Das sind die beiden Forschungsfragen, die im Folgenden angegangen werden. Um dies sinnvoll tun zu können, werde ich mich in Teil 1 zunächst detaillierter mit dem Phänomen Gamification beschäftigen. Nachdem ich in Kapitel 1.1 die Idee und den Facettenreichtum von Gamification anhand zahlreicher Beispiele dargestellt und illustriert habe, werde ich mich einer genaueren Wesensbestimmung zuwenden (Kapitel 1.2). Ausgehend von einer kritischen Diskussion der bekanntesten Versuche, das Wesen von Gamification zu bestimmen, werde ich Gamification folgendermaßen definieren: die strategische Verwendung sogenannter Spielelemente in spielfremden Kontexten mit dem Zweck so das Verhalten von Menschen in diesen Kontexten zu beeinflussen. Diese Wesensbestimmung erscheint mir in zweierlei Hinsicht vorteilhaft: Zum einen wird hier der instrumentelle Charakter von Gamification explizit betont. Dies ist wichtig, denn schließlich stellt Gamification eine Strategie der Verhaltensbeeinflussung dar: Es geht nicht darum, das Ausführen irgendwelcher Tätigkeiten einfach nur so spaßiger oder befriedigender zu machen, sondern darum, gezielt die motivierende Kraft sogenannter Spielelemente zu nutzen, um Betroffene dazu zu bewegen, bestimmte Dinge zu tun oder erwünschte Verhaltensweisen an den Tag zu legen.

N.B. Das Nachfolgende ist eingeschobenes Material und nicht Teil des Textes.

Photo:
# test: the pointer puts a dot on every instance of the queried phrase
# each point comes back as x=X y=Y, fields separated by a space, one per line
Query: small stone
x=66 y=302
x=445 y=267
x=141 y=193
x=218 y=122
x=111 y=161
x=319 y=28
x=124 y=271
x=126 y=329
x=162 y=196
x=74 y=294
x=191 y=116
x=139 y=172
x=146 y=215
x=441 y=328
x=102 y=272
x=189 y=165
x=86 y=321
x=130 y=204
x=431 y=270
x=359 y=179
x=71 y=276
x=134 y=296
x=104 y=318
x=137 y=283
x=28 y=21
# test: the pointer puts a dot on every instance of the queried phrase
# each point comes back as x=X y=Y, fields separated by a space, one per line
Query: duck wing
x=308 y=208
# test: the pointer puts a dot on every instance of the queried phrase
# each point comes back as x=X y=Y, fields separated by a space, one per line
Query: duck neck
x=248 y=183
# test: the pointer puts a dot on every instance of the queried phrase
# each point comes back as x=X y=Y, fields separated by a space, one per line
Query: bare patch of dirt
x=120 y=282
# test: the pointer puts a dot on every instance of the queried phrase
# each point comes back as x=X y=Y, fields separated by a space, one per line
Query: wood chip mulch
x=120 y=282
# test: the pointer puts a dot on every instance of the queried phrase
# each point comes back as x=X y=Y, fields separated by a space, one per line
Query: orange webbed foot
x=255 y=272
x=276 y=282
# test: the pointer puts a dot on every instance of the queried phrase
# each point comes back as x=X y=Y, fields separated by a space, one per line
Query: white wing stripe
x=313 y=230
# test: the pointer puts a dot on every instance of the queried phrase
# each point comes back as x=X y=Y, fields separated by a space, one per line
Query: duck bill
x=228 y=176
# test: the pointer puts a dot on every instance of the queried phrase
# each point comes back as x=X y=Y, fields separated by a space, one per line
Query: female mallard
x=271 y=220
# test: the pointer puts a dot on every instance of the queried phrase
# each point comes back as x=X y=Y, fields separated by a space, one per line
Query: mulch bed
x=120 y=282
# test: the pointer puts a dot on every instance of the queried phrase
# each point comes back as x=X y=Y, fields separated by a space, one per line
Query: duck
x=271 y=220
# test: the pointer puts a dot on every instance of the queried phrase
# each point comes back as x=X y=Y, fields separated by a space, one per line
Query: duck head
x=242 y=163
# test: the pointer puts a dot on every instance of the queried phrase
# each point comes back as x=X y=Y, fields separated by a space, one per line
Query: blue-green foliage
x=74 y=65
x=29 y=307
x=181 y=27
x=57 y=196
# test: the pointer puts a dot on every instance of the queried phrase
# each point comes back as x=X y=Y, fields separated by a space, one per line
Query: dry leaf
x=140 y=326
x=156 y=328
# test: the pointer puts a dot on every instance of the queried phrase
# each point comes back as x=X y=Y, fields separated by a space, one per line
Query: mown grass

Zum anderen verringert sich die Gefahr, Gamification per Definition sozusagen zu immunisieren. Wird bspw. die Absicht, sogenannte spieltypische Erlebnisse bei den Betroffenen hervorrufen zu wollen, als wesentlicher Bestandteil von Gamification ausgewiesen, werden gehaltlose und ethisch bedenkliche Gamification-Ansätze von vornherein ausgeschlossen. Dies ist jedoch problematisch, da es sich hierbei nichtsdestotrotz um Instanzen der Verhaltensbeeinflussung handelt, die in Realität als Gamification bezeichnet werden und daher bei einer gehaltvollen ethischen Beurteilung des Phänomens nicht fehlen dürfen.
Im Anschluss an die Wesensbestimmung gilt es die verschiedenen, sich strukturell unterscheidenden Anwendungsformen von Gamification zu identifizieren (Kapitel 1.3). Gamification wird (aus der Perspektive der Betroffenen) sowohl fremdbestimmt eingesetzt oder eigenmächtig gebraucht. Hinsichtlich der mit der Verwendung von Gamification verfolgten Interessen kann der fremdbestimmte Einsatz zudem entweder als paternalistisch oder als ausbeuterisch bezeichnet werden. Ersteres ist der Fall, wenn Gamification zwar fremdbestimmt, aber zum (vermeintlichen) Wohle der Betroffenen eingesetzt wird. Als letzteres muss die Verwendung von Gamification bezeichnet werden, wenn es darum geht, Betroffene dazu zu motivieren Verhaltensweisen an den Tag zu legen, die (eigentlich) nicht in ihrem Interesse sind. Der eigenmächtige Gebrauch hingegen existiert nur in einer Spielart, da es dabei darum geht gamifizierte Anwendungen und Systeme gezielt als Hilfsmittel zu nutzen, um bestimmte persönliche Projekte zu realisieren. Folglich liegt der eigenmächtige Gebrauch von Gamification notwendig im Interesse der Betroffenen. In der Praxis ist es jedoch mitunter schwierig zu beantworten, ob es sich tatsächlich um einen eigenmächtigen Gebrauch von Gamifcation handelt oder ob eine Person zwar eine gamifizierte Anwendung oder System von sich aus verwendet, der Einsatz aber eigentlich als fremdbestimmt zu deklarieren ist.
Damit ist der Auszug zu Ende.